On Thu, Aug 06, 2015 at 02:52:16PM +0200, Marc MarĂ wrote:
On Thu, 6 Aug 2015 13:38:33 +0100 Stefan Hajnoczi stefanha@gmail.com wrote:
On Thu, Aug 6, 2015 at 12:02 PM, Marc MarĂ markmb@redhat.com wrote:
case IPL_TYPE_BEV:
boot_rom(ie->vector);
if (qemu_cfg_dma_enabled()) {
boot_linux_cfg_dma();
} else {
boot_rom(ie->vector);
} break;
I thought the fw_cfg DMA interface is equivalent to the PIO interface?
Therefore, your Linux loading code completely replaces the linuxboot.rom. Why would you want to keep using linuxboot.rom in the PIO case if SeaBIOS now has to code to launch the kernel?
By the way, I think this change is incorrect. We shouldn't hijack the BEV. Instead fw_cfg should simply add a higher priority IPL entry when the kernel file is present. That way we just don't execute the option ROM.
linuxboot.rom is doing all the work of reading and copying the kernel to the correct position through the PIO interface, in assembly. If we want to speed up the kernel copying with DMA, it is necessary to change it, and implementing fw_cfg DMA in C is a lot easier.

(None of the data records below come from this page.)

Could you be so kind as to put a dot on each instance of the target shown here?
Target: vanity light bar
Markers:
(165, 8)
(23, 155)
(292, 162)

This new boot is independent of PIO or DMA, so now linuxboot.rom would not be necessary. I don't know if this is desirable.
In any case, I agree with adding a new IPL.
One can look at boot.c:boot_cbfs() (and its call chain) as an example of how to add a new IPL.
As an aside - if ultimately the goal is to change QEMU so that it no longer uses linuxboot, I wonder if it makes sense to clean up the QEMU<->firmware interface for it. It seems that linuxboot uses 12 old-style fw_cfg entries to pass the kernel. It seems that could be replaced with three new-style fw_cfg "file" entries - "/vmlinuz", "/initrd", and "/cmdline" - and QEMU could avoid having to parse and manipulate the vmlinuz contents. I'm guessing all the old-style fw_cfg entries were implemented to make the linuxboot assembler easier. That shouldn't be necessary with SeaBIOS though. Just something to think about - it shouldn't be a pre-requisite for the fw_cfg dma stuff.